Bob Pitman has served as Executive Director of Mill Race Center, Inc. since 1985. Under his leadership, Mill Race Services became the first nationally accredited center in Indiana, developed the first senior leadership program in the state, forged a private partnership with a large private staffing service, and initiated a successful community –wide lifelong learning program.
Healthy Resolutions for 2014
New Years is a time where many folks vow to jettison bad habits and start new ones. A common mistake is trying to take on too many resolutions rather than focusing on a few priorities.
Here are some ideas for self-improvement for 2014 that are based on research for successful aging:
• If you don’t have any, start one regular physical activity that you can repeat at least three times per week. (It could be walking, stretching or participating in one of the many exercise programs at MRC like Body Motion.)
• Eat more Healthy. Sometimes we focus on dieting instead of eating food that is good for us.

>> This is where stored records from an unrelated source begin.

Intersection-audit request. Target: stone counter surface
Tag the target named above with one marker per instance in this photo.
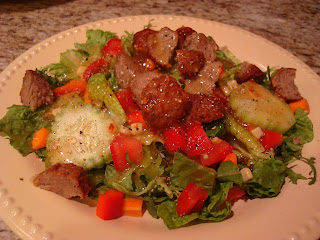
(294, 25)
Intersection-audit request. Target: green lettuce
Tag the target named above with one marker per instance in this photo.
(19, 124)
(185, 171)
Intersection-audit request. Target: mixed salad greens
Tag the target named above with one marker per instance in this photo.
(120, 151)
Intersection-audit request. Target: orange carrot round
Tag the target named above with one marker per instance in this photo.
(40, 138)
(303, 104)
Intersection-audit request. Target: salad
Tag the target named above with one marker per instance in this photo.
(163, 120)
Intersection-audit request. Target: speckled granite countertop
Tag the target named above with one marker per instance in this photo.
(294, 25)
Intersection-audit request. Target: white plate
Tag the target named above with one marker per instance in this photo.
(37, 214)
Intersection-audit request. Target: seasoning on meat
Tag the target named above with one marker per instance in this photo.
(249, 71)
(164, 102)
(199, 42)
(139, 83)
(205, 81)
(140, 39)
(65, 179)
(161, 46)
(126, 68)
(205, 108)
(189, 62)
(283, 84)
(35, 91)
(183, 32)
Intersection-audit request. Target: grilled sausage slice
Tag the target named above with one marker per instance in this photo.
(283, 84)
(35, 91)
(126, 68)
(161, 46)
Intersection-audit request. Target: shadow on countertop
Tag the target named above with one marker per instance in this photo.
(7, 6)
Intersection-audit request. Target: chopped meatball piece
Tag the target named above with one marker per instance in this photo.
(164, 102)
(161, 46)
(183, 32)
(205, 108)
(65, 179)
(35, 91)
(248, 72)
(199, 42)
(283, 84)
(189, 62)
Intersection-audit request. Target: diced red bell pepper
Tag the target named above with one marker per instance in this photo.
(235, 192)
(72, 86)
(113, 47)
(197, 140)
(216, 153)
(175, 139)
(99, 66)
(135, 117)
(110, 205)
(125, 98)
(122, 145)
(191, 200)
(271, 139)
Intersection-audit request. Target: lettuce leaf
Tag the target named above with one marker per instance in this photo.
(185, 171)
(268, 178)
(229, 172)
(19, 124)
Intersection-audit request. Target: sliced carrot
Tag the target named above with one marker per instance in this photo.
(303, 104)
(235, 192)
(149, 64)
(231, 157)
(72, 86)
(86, 97)
(40, 138)
(132, 207)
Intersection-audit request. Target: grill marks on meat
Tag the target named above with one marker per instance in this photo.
(249, 71)
(126, 68)
(199, 42)
(140, 49)
(35, 91)
(162, 45)
(163, 102)
(205, 108)
(183, 32)
(189, 62)
(283, 84)
(65, 179)
(205, 81)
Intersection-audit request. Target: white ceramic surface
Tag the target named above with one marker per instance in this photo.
(37, 214)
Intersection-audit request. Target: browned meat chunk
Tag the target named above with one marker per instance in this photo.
(164, 102)
(126, 69)
(205, 108)
(205, 81)
(249, 71)
(65, 179)
(183, 32)
(35, 91)
(140, 50)
(161, 46)
(139, 83)
(283, 84)
(189, 62)
(199, 42)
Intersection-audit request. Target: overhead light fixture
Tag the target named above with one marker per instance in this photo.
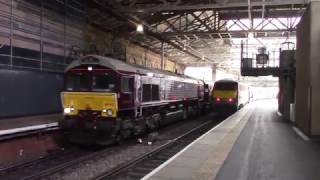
(140, 28)
(250, 35)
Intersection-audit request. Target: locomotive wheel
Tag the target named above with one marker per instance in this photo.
(185, 114)
(119, 138)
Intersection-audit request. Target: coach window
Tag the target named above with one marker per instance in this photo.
(126, 84)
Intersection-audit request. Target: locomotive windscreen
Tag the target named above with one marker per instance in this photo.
(88, 81)
(225, 86)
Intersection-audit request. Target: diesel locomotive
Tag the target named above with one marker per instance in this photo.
(105, 100)
(228, 96)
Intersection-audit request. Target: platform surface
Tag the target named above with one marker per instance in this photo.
(253, 144)
(28, 121)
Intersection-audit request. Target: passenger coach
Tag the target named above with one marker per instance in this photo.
(229, 96)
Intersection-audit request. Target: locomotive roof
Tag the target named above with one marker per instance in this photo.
(226, 81)
(118, 65)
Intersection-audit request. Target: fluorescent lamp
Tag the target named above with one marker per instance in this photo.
(140, 28)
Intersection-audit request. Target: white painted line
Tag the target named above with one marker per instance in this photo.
(184, 149)
(301, 134)
(28, 128)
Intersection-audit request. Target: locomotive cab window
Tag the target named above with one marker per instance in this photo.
(150, 92)
(225, 86)
(127, 84)
(77, 81)
(103, 82)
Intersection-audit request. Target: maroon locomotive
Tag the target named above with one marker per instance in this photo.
(105, 100)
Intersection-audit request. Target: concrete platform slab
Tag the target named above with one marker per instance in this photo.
(21, 124)
(203, 158)
(253, 144)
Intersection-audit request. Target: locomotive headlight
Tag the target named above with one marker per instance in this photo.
(68, 110)
(109, 112)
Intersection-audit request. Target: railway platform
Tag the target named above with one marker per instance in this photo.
(10, 126)
(254, 143)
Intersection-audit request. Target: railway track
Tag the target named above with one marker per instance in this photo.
(139, 167)
(71, 157)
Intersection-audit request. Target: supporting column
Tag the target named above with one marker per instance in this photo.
(162, 55)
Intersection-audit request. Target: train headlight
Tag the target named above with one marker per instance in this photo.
(109, 112)
(68, 110)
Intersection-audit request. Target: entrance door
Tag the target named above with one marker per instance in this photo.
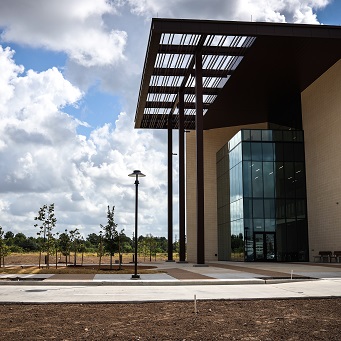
(264, 246)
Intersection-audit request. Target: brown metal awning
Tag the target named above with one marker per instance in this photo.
(252, 72)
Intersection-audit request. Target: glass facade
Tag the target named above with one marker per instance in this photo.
(267, 196)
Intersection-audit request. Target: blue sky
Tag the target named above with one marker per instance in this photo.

Consider joining the MRC TOPS group or attending the weekly Healthy Eating class.
• Make at least two new friends in 2014.
• Learn something new by taking a class, starting a hobby, or attending a new activity.
• Try to think positively and surround yourself with upbeat people.
• If you take medicine, make sure you have a list of all your medications, take them as directed, and store them in a dark cool place.
• Plan for your future with an advanced care document, and share your plan with key family members.
• If you are prone to falls or worry about them, sign up for a Matter of Balance class.
• Volunteer to help others at MRC or elsewhere in the community. (Often the volunteer receives as much benefit as the person they are helping.)
• HAVE FUN---It’s not against the law! Think about how you can make everyday activities more pleasurable, and be willing to do something “out of character” just to surprise friends and family.
Think Positive About Aging and Live Longer
Research shows that how you perceive aging affects how long you will live. Those with more positive perceptions of their own aging lived 7.5 years longer.
The longitudinal study looked at persons responding to surveys measuring their attitudes toward aging 23 years ago. Those who were more positive then lived longer.
No one knows for sure why a positive attitude leads to a longer life. It may be that positive thinking can increase the will to live, making us more resilient to illness and more proactive about health. Positive thinking has also been linked to stress reduction.
The following health factors are believed to add years to life:
Low Blood pressure (4 years)
Low cholesterol readings (4 years)
Healthy Weight (1-3 years)
Notsmoking (14 years)
Regular exercise (1-3 years)
Are you a positive person? Do you try to surround yourself with positive persons? Do you avoid “psychic vampires” (people who latch onto you and drain the emotional life out of you)?
When I am feeling a little low, or preoccupied with problems, the best tonic for me is to walk around Mill Race Center and talk to people. There are a lot of positive things and positive thinking happening here!